Hmm… not sure why it isn’t working. I know the cert is on many servers in my environment and the standard card “Assets with Expiring SSL certificates” is populated, so I know InsightVM is auditing them, but I’m still not getting anything from this query -
SELECT
da.ip_address AS “Host IP Address”,
da.host_name AS “Hostname”,
da.mac_address AS “MAC Address”,
json_certs.port AS “Port”,
json_certs.cert->>‘ssl.cert.issuer.dn’ AS “Issuer”,
json_certs.cert->>‘ssl.cert.subject.dn’ AS “Subject”,
json_certs.cert->>‘ssl.cert.key.alg.name’ AS “Algorithm”,
json_certs.cert->>‘ssl.cert.sig.alg.name’ AS “Algorithm Signature”,
json_certs.cert->>‘ssl.cert.key.rsa.modulusBits’ AS “Key Size”,
json_certs.cert->>‘ssl.cert.not.valid.before’ AS “Invalid Before”,
json_certs.cert->>‘ssl.cert.not.valid.after’ AS “Invalid After”,
(CAST(json_certs.cert->>‘ssl.cert.not.valid.after’ AS DATE) - CURRENT_DATE) AS “Expires In (days)”
FROM (
SELECT asset_id, service_id, port, json_object_agg(name, replace(value::text, ‘"’, ‘’)) as cert
FROM dim_asset_service_configuration
WHERE lower(name) LIKE ‘ssl.cert.%’
GROUP BY 1, 2, 3
) AS json_certs
JOIN dim_asset AS da USING (asset_id)
WHERE json_certs.cert->>‘ssl.cert.issuer.dn’ LIKE ‘%Entrust%’
and (CAST(json_certs.cert->>‘ssl.cert.not.valid.after’ AS DATE) - CURRENT_DATE) < 90
I was able to run the report with the original query which returns all issuers, then I grabbed the CN name from there and inserted it into the new query. You might have luck doing that.
Well this gives me nothing either, so I guess maybe my stuff just isn’t in the database as this. Either that, or there may just be an issue with my db.

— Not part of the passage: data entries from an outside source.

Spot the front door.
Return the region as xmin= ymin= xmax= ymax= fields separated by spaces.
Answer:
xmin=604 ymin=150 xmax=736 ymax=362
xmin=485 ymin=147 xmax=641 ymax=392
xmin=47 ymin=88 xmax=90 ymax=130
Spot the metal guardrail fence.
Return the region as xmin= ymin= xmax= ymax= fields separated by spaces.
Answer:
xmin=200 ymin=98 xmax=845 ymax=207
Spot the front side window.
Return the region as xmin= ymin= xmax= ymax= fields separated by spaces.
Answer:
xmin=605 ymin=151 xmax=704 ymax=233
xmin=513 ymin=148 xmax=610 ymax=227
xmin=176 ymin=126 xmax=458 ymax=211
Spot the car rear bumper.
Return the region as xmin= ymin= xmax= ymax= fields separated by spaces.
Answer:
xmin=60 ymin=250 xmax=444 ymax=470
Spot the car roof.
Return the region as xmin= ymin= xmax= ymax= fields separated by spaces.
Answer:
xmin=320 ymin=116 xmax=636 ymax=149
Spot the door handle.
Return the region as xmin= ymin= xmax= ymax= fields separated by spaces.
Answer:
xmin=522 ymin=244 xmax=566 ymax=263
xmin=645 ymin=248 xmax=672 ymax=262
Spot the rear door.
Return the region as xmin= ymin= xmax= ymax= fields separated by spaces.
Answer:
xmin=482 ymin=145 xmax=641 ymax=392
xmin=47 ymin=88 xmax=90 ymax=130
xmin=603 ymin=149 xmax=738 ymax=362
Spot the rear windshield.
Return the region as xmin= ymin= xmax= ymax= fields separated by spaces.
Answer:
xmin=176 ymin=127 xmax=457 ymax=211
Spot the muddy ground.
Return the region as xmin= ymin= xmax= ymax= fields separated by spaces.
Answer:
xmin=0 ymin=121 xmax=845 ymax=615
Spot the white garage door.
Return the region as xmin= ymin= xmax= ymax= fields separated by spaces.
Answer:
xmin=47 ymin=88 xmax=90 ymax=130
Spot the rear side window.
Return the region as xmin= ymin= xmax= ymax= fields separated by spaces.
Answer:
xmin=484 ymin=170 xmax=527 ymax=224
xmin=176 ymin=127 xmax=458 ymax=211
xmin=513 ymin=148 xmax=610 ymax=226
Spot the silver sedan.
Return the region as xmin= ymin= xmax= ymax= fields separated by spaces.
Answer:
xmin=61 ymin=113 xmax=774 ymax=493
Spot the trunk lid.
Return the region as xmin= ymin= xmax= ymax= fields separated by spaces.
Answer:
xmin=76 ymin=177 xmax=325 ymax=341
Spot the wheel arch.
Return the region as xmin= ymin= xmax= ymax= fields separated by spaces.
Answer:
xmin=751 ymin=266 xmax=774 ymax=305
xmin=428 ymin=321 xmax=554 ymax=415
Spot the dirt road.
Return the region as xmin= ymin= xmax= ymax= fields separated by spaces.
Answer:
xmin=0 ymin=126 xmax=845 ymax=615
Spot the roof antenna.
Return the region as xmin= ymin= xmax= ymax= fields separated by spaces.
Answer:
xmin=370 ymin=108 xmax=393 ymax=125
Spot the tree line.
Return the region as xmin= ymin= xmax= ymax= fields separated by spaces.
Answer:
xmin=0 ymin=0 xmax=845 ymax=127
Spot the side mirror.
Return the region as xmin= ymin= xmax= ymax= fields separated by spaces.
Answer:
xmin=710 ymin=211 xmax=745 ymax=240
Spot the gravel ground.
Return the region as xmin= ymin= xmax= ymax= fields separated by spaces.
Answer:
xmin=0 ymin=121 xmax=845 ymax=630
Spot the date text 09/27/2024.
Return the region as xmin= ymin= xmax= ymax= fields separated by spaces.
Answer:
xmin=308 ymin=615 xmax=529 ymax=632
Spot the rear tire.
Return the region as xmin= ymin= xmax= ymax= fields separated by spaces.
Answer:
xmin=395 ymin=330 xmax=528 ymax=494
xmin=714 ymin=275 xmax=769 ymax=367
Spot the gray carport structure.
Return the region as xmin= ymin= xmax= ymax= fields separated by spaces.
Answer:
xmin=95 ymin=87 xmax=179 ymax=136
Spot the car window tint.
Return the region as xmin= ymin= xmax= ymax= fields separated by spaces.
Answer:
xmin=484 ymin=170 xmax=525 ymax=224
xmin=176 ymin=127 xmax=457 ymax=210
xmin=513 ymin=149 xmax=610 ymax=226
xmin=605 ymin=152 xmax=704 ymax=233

I just tried one of the sample inventory queries and it returned no rows in the preview, also, so maybe a support ticket is needed.
SELECT
da.ip_address AS “Host IP Address”,
da.host_name AS “Hostname”,
da.mac_address AS “MAC Address”,
json_certs.port AS “Port”,
json_certs.cert->>‘ssl.cert.issuer.dn’ AS “Issuer”,
json_certs.cert->>‘ssl.cert.subject.dn’ AS “Subject”,
json_certs.cert->>‘ssl.cert.key.alg.name’ AS “Algorithm”,
json_certs.cert->>‘ssl.cert.sig.alg.name’ AS “Algorithm Signature”,
json_certs.cert->>‘ssl.cert.key.rsa.modulusBits’ AS “Key Size”,
json_certs.cert->>‘ssl.cert.not.valid.before’ AS “Invalid Before”,
json_certs.cert->>‘ssl.cert.not.valid.after’ AS “Invalid After”,
(CAST(json_certs.cert->>‘ssl.cert.not.valid.after’ AS DATE) - CURRENT_DATE) AS “Expires In (days)”
FROM (
SELECT asset_id, service_id, port, json_object_agg(name, replace(value::text, ‘"’, ‘’)) as cert
FROM dim_asset_service_configuration
WHERE lower(name) LIKE ‘ssl.cert.%’
GROUP BY 1, 2, 3
) AS json_certs
JOIN dim_asset AS da USING (asset_id)
Ah, disregard, success! Thanks for tolerating my n00bness
My issue was what site I was pointing it at. I pointed it at my scanning site originally that is named Windows, but I changed the target to my “Rubrik Agents” site and viola!